Invention Title:

AVATAR CONTROL

Publication number:

US20240290021

Publication date:

2024-08-29

Section:

Physics

Class:

G06T13/40

Inventors:

Koichiro NIINUMA Pittsburgh, PA, United States

Heng YU Pittsburgh, PA, United States

Laszlo JENI Pittsburgh, PA, United States

Joel JULIN Pittsburgh, PA, United States

Zoltán Ádám MILACSKI Pittsburgh, PA, United States

Assignees:

FUJITSU LIMITED Kawasaki-shi, Japan

Carnegie Mellon University Pittsburgh, PA, United States

Applicant:

Fujitsu Limited Kawasaki-shi, Japan

Drawings (4 of 7)

Smart overview of the Invention

A method for avatar control involves the manipulation of rays associated with dynamic objects using neural networks. Initially, a ray linked to a dynamic object is deformed at a specific time through a first neural network and a latent code, resulting in a deformed ray. This deformed ray is then processed to obtain a hyperspace code by inputting it into a second neural network, along with the original ray and the time parameter.
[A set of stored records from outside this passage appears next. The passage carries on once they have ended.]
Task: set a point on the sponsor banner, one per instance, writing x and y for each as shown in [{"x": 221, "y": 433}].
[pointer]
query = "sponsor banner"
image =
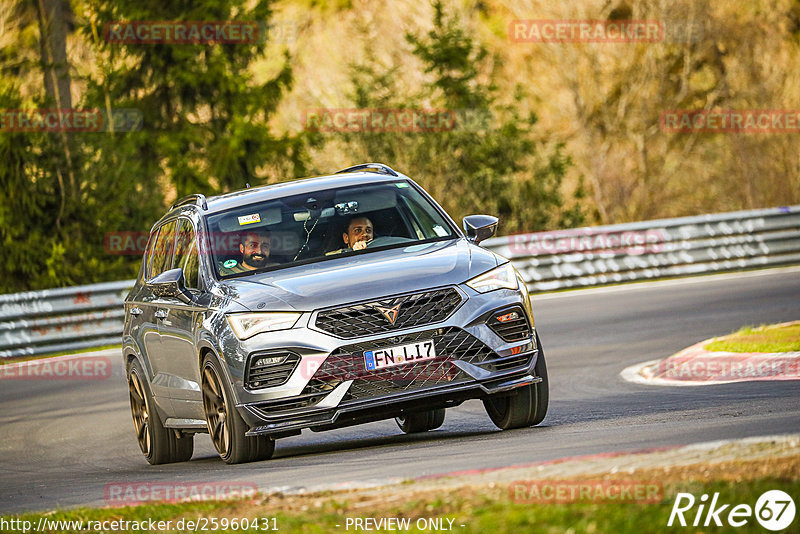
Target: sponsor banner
[
  {"x": 60, "y": 368},
  {"x": 567, "y": 491},
  {"x": 586, "y": 31},
  {"x": 730, "y": 121}
]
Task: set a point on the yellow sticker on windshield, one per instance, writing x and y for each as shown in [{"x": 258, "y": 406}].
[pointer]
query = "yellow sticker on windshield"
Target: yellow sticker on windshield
[{"x": 249, "y": 219}]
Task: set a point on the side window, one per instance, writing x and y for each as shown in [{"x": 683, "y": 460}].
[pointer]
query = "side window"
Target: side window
[
  {"x": 163, "y": 250},
  {"x": 186, "y": 253},
  {"x": 148, "y": 257}
]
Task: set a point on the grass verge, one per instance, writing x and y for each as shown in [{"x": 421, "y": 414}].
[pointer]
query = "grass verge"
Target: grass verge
[{"x": 766, "y": 338}]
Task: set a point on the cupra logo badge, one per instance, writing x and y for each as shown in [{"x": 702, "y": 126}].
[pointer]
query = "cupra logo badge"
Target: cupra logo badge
[{"x": 390, "y": 313}]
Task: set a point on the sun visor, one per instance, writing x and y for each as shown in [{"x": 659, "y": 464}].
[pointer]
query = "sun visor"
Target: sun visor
[{"x": 250, "y": 218}]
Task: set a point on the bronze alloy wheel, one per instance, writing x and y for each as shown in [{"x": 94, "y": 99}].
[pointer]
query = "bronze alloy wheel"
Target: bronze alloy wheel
[
  {"x": 160, "y": 445},
  {"x": 141, "y": 417},
  {"x": 216, "y": 410}
]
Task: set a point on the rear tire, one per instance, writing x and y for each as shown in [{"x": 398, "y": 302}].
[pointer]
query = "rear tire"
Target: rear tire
[
  {"x": 412, "y": 423},
  {"x": 225, "y": 426},
  {"x": 525, "y": 406},
  {"x": 158, "y": 444}
]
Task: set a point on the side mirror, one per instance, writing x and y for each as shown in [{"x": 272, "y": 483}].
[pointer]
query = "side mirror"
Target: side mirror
[
  {"x": 480, "y": 227},
  {"x": 171, "y": 284}
]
Sampling and Combining Data

The next step includes sampling multiple points from the deformed ray. These sampled points are combined with the hyperspace code to create a comprehensive network input. This combined input is then fed into a third neural network, which generates RGB values necessary for rendering images of a three-dimensional scene that represents the dynamic object at a later time.

Advancements in Machine Vision

Recent advancements in machine vision have allowed for improved representation of 3D objects derived from 2D images. Traditional methods often struggled with dynamic objects due to increased computational complexity and longer processing times. The current approach aims to streamline this process, enabling faster rendering and more accurate representations of dynamic objects compared to static ones.

Application of Hyperspace Representation

The concept of hyperspace is crucial in this method, representing multiple dimensions, including time and radiance. By converting 3D rays into higher-dimensional representations, the system can accommodate topological variations in dynamic objects. This allows for more realistic renderings, particularly for complex features such as human facial expressions, enhancing the overall visual output.

Neural Network Configuration

The implementation involves three distinct neural networks, each serving specific functions within the process. The first two networks are typically shallow feedforward networks designed to handle the initial deformation and hyperspace coding. The third network processes the combined data to produce final RGB values for rendering. This structured approach facilitates efficient computation and accurate visual representation of avatars based on dynamic objects.